This feature has been shown to be vastly superior to ordinary thesauri for
enhancing queries.
Back
to TOC >>
An Example Topic
The remainder of this document will use examples to illustrate features of
the LexisNexis system. All of the examples are based on a single topic. The
following topic was used for the TREC conference. It was randomly selected as an
example topic for this paper.
What research is ongoing to reduce the effects of osteoporosis in existing
patients as well as prevent the disease occurring in those unafflicted at this
time?
Customer service personnel from LexisNexis participated in a boolean
experiment for this topic as expert boolean searchers. The search they
constructed was:
research! Or stud! Or analy! Or test! Or experiment! Or exam! Or inqu! W/25
osteoporosis
This boolean search was the result of 25 minutes of work and was the eleventh
search constructed. This search returned 32 answers from the TREC collection, 20
of which were assessed as relevant. The assessors found a total of 36 relevant
documents for the topic within the collection. The precision for the boolean
search was 63%, and recall was 56%.
By contrast, the Freestyle search below obtained 19 relevant documents within
the top 32, 5 of which were not in the boolean answer set. It took less than 2
minutes to construct and run the search. The Freestyle search had a total of 25
relevant documents in the top 50 answers, with 8 answers which were not in the
boolean answer set. There were a total of 32 relevant documents in the top 100
answers, with 14 answers which were not in the boolean answer set. The boolean
answer set had 2 documents which were not in the Freestyle answer set, and there
were 2 relevant documents in the collection that neither search located.
Back
to TOC >>
When To Use Freestyle
Freestyle is not a replacement for boolean searching. Freestyle supplements
boolean searching, allowing the expert searcher to use another tool to locate
the desired information in an efficient manner. There are times when it is
appropriate to use either boolean or Freestyle, and times when both methods may
be used together.
Back
to TOC >>
When Boolean is Better
Certain retrieval problems work much better in boolean than they do in Freestyle.

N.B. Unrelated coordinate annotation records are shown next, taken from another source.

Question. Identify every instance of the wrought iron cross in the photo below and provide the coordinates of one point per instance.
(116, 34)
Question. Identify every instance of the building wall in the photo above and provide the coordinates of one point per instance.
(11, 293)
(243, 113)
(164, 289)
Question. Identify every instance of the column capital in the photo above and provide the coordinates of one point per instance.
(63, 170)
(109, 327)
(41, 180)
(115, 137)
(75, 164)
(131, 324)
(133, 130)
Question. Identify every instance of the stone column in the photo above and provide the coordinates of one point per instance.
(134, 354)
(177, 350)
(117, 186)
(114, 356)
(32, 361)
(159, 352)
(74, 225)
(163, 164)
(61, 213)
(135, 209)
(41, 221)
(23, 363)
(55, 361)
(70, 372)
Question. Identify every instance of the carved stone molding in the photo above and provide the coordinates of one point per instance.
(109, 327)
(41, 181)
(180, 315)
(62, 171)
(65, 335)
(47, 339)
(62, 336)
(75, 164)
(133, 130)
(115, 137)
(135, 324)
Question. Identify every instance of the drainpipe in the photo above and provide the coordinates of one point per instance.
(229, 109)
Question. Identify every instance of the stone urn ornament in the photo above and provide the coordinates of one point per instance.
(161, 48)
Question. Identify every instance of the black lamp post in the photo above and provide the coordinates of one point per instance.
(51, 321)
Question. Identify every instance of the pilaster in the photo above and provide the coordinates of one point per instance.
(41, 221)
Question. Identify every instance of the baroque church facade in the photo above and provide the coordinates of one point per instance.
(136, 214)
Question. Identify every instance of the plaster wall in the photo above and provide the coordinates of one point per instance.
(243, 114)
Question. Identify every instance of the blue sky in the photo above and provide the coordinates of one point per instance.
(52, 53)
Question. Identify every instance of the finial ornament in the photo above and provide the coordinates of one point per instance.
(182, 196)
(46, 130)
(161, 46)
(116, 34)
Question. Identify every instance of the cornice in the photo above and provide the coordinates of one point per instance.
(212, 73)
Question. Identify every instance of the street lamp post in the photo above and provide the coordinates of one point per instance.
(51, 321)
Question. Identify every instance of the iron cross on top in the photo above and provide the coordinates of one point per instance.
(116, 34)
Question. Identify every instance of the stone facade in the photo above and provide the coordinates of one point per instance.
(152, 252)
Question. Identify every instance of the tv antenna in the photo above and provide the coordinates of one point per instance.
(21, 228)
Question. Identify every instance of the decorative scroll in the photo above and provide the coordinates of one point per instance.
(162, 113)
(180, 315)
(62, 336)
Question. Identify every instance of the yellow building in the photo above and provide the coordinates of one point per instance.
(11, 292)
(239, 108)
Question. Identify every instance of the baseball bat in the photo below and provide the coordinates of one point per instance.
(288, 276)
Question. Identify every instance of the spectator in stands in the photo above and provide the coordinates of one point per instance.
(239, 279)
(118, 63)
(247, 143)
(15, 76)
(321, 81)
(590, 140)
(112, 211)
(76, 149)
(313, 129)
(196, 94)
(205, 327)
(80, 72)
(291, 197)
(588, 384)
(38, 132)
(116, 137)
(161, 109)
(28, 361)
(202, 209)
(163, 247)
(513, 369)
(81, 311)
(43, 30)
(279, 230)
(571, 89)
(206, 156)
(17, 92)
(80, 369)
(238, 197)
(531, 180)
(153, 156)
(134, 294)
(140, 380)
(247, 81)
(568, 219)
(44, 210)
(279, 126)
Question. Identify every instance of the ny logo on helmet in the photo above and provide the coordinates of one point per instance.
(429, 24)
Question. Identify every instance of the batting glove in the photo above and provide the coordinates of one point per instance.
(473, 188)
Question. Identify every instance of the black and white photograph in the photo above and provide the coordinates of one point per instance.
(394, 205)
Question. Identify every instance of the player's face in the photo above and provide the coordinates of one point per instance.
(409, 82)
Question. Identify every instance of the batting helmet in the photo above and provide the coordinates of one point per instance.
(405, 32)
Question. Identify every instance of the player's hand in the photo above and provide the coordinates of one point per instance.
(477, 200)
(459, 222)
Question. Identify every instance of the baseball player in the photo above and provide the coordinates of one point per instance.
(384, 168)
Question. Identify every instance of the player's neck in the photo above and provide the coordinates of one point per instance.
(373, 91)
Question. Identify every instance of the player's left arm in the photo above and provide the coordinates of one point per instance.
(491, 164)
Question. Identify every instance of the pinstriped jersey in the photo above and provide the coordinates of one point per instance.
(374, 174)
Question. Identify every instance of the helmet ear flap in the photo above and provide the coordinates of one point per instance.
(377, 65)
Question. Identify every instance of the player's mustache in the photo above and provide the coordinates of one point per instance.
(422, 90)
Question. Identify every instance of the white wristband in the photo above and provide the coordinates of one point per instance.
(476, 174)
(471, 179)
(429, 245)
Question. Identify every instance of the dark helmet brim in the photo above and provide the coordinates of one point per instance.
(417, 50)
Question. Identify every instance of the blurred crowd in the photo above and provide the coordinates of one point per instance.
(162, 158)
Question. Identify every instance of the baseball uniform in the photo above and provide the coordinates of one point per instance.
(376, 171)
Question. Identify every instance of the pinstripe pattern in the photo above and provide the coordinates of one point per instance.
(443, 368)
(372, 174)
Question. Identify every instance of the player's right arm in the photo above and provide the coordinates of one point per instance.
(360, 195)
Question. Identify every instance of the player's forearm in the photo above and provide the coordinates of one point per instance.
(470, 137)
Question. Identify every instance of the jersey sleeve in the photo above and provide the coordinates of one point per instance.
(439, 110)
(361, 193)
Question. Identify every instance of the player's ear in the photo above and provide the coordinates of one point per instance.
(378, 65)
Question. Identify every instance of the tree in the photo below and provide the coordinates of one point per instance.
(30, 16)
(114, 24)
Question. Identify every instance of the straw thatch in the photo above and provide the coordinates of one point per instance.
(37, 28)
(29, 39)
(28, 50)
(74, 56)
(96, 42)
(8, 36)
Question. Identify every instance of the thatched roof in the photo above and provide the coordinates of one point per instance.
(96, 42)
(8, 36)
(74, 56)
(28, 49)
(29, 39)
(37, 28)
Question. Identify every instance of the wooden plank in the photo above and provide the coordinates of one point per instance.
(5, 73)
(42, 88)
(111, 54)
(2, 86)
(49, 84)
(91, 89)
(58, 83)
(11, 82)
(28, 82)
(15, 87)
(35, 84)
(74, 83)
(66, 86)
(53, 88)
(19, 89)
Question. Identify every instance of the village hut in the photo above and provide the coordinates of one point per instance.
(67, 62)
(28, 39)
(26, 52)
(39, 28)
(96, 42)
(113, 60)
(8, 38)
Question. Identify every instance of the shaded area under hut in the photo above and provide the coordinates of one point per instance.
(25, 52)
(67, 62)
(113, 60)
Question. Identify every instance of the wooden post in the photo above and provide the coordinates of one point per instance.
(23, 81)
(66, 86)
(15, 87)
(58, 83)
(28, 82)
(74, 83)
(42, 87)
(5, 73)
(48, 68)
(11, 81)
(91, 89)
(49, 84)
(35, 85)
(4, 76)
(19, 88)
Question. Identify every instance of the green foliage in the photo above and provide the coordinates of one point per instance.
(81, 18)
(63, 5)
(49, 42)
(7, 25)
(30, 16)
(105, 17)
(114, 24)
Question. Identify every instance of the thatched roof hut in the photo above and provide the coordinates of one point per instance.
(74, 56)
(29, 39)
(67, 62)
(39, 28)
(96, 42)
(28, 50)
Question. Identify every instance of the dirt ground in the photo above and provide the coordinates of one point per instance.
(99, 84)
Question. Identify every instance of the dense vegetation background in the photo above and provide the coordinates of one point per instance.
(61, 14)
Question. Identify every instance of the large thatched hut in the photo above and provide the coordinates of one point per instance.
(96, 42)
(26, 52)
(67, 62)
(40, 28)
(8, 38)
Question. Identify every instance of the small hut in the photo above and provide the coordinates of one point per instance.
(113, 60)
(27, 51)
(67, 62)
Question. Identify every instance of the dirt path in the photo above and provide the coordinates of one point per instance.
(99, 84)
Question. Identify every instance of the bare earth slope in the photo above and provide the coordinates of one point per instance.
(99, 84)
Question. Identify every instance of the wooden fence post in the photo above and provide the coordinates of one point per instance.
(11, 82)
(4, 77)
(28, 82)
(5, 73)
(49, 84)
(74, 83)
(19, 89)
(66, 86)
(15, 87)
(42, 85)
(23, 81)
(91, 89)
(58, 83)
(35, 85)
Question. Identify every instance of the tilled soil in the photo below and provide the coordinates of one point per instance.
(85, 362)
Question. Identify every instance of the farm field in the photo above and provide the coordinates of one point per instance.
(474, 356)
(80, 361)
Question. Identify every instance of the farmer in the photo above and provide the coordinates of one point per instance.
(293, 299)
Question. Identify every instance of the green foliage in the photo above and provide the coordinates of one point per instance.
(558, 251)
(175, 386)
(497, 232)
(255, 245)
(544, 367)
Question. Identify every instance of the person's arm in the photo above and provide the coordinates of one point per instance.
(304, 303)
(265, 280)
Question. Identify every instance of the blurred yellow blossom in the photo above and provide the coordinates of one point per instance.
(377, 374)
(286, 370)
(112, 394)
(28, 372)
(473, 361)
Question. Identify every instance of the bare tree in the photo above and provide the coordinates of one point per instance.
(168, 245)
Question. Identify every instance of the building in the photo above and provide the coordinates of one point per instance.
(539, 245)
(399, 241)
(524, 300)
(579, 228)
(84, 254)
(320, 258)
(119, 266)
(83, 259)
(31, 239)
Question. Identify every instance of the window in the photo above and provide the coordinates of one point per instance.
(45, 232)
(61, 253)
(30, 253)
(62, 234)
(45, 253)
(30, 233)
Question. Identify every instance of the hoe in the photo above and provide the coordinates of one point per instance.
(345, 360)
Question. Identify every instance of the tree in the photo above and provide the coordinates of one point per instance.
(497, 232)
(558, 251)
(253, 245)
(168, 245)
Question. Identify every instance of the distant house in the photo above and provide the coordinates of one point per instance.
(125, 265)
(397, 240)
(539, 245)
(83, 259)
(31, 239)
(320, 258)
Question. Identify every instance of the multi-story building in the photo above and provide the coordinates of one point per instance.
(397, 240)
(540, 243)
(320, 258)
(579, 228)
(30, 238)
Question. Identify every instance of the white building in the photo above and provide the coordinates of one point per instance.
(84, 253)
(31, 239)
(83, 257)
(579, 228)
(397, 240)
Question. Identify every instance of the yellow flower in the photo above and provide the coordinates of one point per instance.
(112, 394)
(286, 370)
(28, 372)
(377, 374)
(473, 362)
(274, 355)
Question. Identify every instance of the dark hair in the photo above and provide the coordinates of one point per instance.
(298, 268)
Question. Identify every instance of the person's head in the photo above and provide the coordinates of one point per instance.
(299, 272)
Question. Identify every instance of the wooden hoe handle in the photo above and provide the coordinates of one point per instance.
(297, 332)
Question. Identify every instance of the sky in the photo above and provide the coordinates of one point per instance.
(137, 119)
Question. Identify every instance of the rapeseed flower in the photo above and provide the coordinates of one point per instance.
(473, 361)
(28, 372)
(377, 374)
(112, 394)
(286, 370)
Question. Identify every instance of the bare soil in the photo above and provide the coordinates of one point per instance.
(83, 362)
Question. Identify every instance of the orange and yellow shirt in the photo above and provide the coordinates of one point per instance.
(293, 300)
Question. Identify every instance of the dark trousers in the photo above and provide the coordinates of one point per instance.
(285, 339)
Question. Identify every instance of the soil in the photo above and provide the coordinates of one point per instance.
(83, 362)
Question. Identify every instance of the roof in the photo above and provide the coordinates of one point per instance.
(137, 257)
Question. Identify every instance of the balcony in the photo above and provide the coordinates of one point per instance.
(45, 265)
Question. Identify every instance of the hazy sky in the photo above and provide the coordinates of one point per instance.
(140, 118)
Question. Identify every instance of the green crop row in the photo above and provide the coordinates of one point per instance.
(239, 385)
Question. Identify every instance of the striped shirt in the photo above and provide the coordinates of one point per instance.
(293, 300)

Boolean allows for a more specific definition of a search. When searching
public records or other structured material, boolean allows for a more specific
definition of names and provides superior results when used by a skilled
searcher.
Boolean also allows a skilled searcher to find every mention of a specific
name.
Boolean allows the use of universal characters, and many connectors not
supported by Freestyle. When these features are needed, boolean must be used.
Back
to TOC >>
Concept Searching
Freestyle provides an easier method of search for general concepts such as:
"What are the benefits of pets to the elderly?" A topic such as this
can be entered as is to Freestyle, whereas a boolean search may be difficult to
construct.
This is especially true when researching an unfamiliar topic. Freestyle can
usually bring back a relevant document ranked high in the answer set where it is
quickly found, even with a relatively weak search description. By contrast, a
weak boolean search would return a very large number of answers where the same
document is somewhere in the large set, but necessarily near the front.
Back
to TOC >>
Ensuring Maximum Coverage
Many times it is not sufficient to find some of the material about a topic -
all of the material must be found. In a system with as much material as LexisNexis, this is nearly an impossible task. One method to enhance your
overall recall is to search using both multiple searches, and multiple search
methods. Because Freestyle differs from boolean in its retrieval method, it
often times finds relevant documents that boolean searches do not find. This is
especially true when the Freestyle search contains terminology that is not
present in the boolean searches. As shown in the example topic, the Freestyle search retrieved many documents missed by the boolean search.
Back
to TOC >>
Statistical Tools for Boolean Searches
Statistical tools can help the boolean searcher. Tools are available to help
select search terms, browse answers, and find results where a boolean search has
failed.
Back
to TOC >>
Good Search Terms
The key to a successful search is using the right terminology. Without the
right terms, a search will not retrieve the right material, or will retrieve too
much non-relevant material. Selecting the right terms can be a difficult task,
especially in topic areas unfamiliar to the searcher.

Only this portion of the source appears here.